Write to your Washington State Legislators and the leaders of both chambers:
Senator Sharon Nelson, Senator Mark Schoesler, Representative Dan Kristiansen and Speaker Frank Chopp – remind them of the need for a continuum of care and remove these sections from the budget.
Dear Speaker Chopp,
I am a constituent and am writing to you with some concerns regarding ESSB 5048 – particularly Section 205 – Part 1 (K), Part 2 (C) and Section 206 Part 18. I am also a registered nurse specializing in the care of adults with intellectual and developmental disabilities and a parent of a young man who recently transitioned from Fircrest to supported living in the community.
These sections state that appropriated funds will be “provided solely for transitioning clients from Fircrest school residential habilitation center into community settings.” The clients from both the nursing facility and the intermediate care facility would be forced to move and it appears that this is a step towards closing Fircrest.

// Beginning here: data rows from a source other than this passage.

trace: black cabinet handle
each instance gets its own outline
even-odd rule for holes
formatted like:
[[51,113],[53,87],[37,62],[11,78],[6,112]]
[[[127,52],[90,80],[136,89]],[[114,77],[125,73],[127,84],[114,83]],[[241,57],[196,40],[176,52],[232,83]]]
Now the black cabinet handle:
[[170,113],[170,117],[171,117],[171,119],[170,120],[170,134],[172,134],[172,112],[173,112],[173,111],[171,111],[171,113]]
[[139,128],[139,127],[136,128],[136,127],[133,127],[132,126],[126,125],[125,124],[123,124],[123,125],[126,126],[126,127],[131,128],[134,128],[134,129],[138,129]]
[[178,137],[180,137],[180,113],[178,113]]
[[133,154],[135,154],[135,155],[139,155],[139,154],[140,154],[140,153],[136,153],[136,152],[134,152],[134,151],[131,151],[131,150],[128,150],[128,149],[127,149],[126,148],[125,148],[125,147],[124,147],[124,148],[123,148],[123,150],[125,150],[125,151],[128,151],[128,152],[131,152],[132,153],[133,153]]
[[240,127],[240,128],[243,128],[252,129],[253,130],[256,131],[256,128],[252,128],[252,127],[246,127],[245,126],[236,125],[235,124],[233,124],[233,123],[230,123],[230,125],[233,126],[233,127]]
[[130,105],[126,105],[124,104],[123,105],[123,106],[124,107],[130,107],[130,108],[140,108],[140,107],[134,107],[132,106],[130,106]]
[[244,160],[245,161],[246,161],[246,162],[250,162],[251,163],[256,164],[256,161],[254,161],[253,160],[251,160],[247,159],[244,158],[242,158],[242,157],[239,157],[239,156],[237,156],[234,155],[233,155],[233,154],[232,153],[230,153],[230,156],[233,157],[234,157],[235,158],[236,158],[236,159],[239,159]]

There are many concerns raised regarding attempts to close or downsize Fircrest through a budget proviso. It is written in law (Olmstead v L.C. 1999) and supported by CMS regulations that a person has a choice to live in an intermediate care facility. In addressing the issue of changing care from an institutional placement to a community placement, there is a three part test to determine if community placement is appropriate:
- The State’s treatment professionals have determined that community placement is appropriate
- The transfer is not opposed by the affected individual and/or guardian
- The placement can be reasonable accommodated by the resources available to the State
If the above points are satisfied, then it is appropriate to have people move but I know that they are not met for the majority of the residents who live at Fircrest or other RHCs in our state.
It is important to address the crisis we have with community care before taking steps which would only increase the risk of harm to some of our most vulnerable citizens.
It is critical to keep our RHC communities open to best serve the diverse population of people with intellectual and developmental disabilities.